Private developer Lane Company is in negotiations with the city to lease land under Roth Hill for a riverfront development and riverboat casino.

However, it’s not always clear who owns what property under that hill, Brown said.

“Portions of that property have been owned by other people over the years,” Brown said. “We have attempted in the past 10 years to clear up the title issues.”

Brown said he would be helping City Attorney Everett Sanders by providing documents to help verify ownership of the property.

“We will not be involved in policy decisions of the lease and options of the contract itself,” Brown said. “That will be up to the city attorney and board of aldermen.”

Brown will also help the city planner and a planning consultant in presenting and passing a proposed new zoning code.

Because there have been a number of city planners over the past few years, Brown said his “institutional memory” would be valuable.

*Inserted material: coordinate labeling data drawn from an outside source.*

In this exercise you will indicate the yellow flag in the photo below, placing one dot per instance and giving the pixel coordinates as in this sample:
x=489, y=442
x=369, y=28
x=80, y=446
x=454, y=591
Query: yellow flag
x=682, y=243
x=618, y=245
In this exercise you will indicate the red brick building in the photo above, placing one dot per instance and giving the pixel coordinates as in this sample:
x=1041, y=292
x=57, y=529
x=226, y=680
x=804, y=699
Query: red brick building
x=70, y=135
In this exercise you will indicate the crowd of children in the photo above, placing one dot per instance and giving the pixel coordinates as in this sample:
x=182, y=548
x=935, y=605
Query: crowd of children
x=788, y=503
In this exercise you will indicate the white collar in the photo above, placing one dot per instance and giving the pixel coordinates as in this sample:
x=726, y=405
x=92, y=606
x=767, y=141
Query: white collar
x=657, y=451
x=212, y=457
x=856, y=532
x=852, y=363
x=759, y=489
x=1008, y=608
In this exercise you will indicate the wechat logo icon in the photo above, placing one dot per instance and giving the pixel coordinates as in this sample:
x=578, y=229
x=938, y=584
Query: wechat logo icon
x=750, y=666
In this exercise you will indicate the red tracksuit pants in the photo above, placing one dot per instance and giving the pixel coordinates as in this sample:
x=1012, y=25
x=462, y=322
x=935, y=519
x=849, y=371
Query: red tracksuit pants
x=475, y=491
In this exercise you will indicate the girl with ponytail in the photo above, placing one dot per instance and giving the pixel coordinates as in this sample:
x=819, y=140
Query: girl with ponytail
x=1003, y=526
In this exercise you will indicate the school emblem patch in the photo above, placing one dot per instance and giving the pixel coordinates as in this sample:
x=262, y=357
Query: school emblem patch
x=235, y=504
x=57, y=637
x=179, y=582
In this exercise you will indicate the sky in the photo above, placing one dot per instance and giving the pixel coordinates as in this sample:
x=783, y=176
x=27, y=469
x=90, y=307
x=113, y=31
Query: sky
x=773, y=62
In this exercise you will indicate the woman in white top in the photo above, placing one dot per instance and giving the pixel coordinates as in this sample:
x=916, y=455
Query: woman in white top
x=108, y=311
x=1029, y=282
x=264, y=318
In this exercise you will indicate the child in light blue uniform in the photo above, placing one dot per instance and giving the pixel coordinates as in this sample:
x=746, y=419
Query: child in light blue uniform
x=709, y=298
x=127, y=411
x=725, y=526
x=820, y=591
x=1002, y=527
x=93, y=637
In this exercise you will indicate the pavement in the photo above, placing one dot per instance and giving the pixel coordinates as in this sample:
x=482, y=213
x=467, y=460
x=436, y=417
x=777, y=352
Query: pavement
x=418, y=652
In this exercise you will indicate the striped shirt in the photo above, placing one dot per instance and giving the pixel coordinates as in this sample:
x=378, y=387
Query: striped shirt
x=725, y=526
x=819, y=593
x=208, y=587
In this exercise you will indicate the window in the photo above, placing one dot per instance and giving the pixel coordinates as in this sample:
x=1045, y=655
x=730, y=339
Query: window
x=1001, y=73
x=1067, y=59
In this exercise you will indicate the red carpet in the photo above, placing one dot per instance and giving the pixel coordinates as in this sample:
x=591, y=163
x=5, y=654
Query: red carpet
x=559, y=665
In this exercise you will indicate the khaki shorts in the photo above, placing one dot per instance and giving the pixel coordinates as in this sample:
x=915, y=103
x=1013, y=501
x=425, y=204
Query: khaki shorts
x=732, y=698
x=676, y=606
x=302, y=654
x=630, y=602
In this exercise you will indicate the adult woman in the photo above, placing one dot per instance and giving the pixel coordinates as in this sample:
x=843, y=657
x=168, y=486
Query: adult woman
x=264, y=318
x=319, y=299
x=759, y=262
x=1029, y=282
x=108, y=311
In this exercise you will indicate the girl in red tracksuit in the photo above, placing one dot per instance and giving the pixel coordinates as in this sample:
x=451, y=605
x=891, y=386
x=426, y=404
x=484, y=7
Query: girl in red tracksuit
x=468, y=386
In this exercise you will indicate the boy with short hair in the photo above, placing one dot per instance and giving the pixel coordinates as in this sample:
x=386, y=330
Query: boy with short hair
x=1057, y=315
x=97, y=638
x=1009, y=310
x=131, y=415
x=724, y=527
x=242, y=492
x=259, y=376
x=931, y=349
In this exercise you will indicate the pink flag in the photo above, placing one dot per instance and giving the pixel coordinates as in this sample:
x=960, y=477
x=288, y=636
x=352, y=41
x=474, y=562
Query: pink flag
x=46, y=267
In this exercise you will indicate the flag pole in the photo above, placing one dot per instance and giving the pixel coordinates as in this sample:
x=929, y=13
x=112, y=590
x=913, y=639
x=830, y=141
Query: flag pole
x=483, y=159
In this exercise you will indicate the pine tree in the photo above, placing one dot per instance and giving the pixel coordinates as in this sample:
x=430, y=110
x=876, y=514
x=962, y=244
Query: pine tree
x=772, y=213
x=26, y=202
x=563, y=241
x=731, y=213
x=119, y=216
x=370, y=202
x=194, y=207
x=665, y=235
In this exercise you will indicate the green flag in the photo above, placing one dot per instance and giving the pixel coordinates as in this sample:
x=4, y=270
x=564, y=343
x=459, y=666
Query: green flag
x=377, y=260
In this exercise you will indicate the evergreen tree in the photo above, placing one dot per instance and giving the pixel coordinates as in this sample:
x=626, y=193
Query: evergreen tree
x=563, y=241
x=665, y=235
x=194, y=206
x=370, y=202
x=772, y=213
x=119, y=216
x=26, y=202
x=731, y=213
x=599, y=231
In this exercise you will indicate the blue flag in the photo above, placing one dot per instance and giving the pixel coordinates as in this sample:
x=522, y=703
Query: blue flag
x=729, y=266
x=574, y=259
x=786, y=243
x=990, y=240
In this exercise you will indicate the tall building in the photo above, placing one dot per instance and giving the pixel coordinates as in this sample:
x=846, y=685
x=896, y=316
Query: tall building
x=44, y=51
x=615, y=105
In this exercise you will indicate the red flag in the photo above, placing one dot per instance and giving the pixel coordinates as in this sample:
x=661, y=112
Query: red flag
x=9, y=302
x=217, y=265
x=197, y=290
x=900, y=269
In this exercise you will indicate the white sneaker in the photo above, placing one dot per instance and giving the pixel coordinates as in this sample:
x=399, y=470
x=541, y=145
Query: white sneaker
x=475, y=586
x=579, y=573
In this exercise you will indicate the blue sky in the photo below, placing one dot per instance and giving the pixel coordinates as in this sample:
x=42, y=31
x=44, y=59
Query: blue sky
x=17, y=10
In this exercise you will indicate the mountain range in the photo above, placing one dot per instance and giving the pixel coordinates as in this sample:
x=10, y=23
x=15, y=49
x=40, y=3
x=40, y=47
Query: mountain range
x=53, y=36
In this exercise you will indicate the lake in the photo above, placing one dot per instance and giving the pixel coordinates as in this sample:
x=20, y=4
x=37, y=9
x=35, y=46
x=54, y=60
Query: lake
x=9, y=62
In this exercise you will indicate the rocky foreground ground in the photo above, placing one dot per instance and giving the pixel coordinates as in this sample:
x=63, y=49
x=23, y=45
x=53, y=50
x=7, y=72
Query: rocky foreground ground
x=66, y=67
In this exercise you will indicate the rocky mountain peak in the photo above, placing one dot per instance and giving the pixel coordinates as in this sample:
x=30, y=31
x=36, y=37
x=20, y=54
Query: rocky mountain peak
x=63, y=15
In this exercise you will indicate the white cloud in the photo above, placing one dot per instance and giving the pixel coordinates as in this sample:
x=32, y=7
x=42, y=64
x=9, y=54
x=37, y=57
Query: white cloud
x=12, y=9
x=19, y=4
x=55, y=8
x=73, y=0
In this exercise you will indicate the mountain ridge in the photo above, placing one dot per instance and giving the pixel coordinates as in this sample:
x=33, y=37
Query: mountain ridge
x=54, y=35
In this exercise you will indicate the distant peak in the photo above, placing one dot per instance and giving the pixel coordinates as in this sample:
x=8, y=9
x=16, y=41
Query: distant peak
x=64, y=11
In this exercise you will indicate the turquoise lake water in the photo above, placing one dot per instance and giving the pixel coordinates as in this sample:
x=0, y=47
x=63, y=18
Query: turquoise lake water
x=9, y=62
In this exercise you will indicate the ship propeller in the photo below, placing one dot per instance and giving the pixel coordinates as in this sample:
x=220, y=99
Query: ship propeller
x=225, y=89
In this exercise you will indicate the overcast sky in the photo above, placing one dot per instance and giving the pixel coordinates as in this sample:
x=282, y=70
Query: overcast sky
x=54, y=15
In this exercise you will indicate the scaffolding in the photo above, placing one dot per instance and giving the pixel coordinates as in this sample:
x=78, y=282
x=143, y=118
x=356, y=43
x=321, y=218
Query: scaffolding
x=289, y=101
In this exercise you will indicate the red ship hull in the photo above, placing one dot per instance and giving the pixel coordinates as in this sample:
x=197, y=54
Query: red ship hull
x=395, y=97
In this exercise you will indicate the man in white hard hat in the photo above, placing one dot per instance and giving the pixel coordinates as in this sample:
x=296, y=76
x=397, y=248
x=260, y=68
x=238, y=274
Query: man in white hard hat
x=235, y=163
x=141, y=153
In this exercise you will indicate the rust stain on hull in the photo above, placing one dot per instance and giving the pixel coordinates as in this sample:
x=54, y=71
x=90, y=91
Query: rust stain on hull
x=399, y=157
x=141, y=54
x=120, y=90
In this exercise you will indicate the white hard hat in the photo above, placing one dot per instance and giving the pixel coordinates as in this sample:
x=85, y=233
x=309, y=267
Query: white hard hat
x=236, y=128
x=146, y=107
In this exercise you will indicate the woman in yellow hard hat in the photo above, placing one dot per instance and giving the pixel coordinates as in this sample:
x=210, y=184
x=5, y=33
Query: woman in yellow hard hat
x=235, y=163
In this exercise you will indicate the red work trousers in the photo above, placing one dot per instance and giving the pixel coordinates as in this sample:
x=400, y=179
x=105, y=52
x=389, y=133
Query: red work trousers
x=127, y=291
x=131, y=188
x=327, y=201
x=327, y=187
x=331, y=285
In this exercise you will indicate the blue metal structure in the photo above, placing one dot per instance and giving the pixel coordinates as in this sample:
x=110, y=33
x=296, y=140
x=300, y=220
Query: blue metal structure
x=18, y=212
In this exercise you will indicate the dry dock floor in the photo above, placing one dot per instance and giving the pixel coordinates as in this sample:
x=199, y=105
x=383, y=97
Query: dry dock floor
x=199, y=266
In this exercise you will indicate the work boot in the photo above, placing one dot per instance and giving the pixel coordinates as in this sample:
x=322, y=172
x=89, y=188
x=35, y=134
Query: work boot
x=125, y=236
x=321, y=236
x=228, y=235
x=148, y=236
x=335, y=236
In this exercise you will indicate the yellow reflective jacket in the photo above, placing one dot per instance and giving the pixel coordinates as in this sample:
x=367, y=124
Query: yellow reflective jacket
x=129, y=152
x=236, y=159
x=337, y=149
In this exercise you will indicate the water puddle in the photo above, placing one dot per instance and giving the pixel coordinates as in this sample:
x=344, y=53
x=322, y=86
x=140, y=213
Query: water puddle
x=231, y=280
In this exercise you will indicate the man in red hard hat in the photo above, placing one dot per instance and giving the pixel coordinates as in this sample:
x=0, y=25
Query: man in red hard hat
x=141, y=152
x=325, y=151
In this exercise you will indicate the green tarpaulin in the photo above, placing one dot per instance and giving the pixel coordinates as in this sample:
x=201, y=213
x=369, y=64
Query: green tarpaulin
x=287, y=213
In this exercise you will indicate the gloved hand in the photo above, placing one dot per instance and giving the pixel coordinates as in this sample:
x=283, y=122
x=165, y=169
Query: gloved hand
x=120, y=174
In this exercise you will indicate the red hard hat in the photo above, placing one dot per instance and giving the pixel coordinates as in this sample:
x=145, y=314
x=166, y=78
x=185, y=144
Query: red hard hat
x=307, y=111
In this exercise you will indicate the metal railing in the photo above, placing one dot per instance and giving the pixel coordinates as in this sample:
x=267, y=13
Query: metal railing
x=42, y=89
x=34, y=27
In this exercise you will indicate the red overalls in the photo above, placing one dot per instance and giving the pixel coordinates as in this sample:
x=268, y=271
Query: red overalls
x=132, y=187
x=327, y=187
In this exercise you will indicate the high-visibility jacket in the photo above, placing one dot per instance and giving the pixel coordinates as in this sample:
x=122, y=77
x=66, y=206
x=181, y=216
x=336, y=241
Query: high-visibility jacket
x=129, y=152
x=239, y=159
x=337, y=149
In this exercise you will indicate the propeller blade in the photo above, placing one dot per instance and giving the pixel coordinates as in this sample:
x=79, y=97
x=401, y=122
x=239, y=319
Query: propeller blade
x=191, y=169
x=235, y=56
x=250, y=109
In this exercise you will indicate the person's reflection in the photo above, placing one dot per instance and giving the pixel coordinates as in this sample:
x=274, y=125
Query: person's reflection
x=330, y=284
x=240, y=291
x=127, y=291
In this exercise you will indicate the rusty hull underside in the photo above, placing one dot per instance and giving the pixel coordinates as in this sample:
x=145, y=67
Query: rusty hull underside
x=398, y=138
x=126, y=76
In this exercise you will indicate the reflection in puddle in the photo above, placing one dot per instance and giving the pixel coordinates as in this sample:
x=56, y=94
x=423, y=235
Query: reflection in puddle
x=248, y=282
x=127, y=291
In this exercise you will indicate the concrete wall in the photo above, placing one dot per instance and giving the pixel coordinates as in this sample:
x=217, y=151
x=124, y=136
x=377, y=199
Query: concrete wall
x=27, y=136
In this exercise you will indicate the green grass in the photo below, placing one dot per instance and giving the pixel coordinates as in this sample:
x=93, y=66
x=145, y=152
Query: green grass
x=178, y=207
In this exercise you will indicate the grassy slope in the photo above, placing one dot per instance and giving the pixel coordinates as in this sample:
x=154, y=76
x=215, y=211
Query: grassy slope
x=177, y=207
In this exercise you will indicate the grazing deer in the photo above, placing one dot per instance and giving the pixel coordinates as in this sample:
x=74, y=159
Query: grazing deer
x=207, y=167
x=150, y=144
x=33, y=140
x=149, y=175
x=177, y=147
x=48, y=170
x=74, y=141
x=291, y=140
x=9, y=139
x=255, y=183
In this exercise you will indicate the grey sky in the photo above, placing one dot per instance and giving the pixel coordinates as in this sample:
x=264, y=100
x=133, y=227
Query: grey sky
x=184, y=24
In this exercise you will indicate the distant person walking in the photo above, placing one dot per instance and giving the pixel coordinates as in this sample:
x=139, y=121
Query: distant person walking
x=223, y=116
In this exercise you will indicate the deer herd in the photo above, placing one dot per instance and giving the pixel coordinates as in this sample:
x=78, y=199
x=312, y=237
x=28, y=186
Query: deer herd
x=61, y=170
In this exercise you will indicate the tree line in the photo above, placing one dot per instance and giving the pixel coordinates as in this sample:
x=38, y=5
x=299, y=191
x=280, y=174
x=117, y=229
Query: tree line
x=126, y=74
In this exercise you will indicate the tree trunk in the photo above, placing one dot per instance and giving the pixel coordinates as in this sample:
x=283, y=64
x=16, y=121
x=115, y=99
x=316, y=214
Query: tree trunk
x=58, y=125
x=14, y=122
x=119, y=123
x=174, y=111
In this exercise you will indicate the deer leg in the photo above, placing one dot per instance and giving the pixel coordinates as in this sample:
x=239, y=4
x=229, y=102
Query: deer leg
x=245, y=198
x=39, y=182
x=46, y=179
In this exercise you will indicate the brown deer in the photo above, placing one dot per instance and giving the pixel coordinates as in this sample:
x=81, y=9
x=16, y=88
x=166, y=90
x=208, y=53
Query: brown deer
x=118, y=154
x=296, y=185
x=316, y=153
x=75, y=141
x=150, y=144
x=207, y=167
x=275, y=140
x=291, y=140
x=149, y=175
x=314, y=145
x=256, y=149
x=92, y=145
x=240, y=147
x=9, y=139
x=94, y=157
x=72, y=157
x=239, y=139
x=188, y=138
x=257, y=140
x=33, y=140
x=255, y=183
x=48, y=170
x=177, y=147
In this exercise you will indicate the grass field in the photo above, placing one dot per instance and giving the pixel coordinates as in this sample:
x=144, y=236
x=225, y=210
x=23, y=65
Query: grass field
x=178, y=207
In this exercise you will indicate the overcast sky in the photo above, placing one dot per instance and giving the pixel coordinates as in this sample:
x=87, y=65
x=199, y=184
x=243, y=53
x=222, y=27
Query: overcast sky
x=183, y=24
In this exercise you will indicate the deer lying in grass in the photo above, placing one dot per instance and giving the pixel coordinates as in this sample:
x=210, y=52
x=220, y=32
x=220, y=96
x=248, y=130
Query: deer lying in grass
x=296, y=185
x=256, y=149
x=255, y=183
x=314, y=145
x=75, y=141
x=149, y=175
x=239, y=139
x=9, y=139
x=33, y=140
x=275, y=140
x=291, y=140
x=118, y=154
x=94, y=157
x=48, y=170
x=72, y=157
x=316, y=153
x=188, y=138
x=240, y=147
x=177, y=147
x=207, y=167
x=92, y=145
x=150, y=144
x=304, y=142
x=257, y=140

“Our contribution will be primarily documented historical changes over the years, assisting at the hearings and helping to answer any questions as to how the changes might affect people,” he said.

Sanders said Brown’s help would mean less time digging through paperwork.

“He’s familiar with the questions, and we can draw on his experience and speed up the process,” Sanders said.

At the aldermen meeting, Alderman James “Ricky” Gray raised the question of costs.

“Why are we paying for two attorneys?” Gray said.

West said the city only had one attorney, but for years, legal work had been divided among multiple people.

“The fact of the matter is, as much as attorney Brown was doing (while city attorney), other times, he had to hire outside attorneys to help with city work,” West said.

“There has never been a situation where he was the only attorney that was doing work for the city.”

Brown is still finishing projects he started as city attorney, such as a suit against the city involving the sale of the old Natchez Pecan Shelling Co. factory and other litigation.

“I think this is sort of a natural course,” Brown said. “After 25 years (in a position), it takes six months to a couple years to wind it all down. We’re glad to help the city in those capacities.”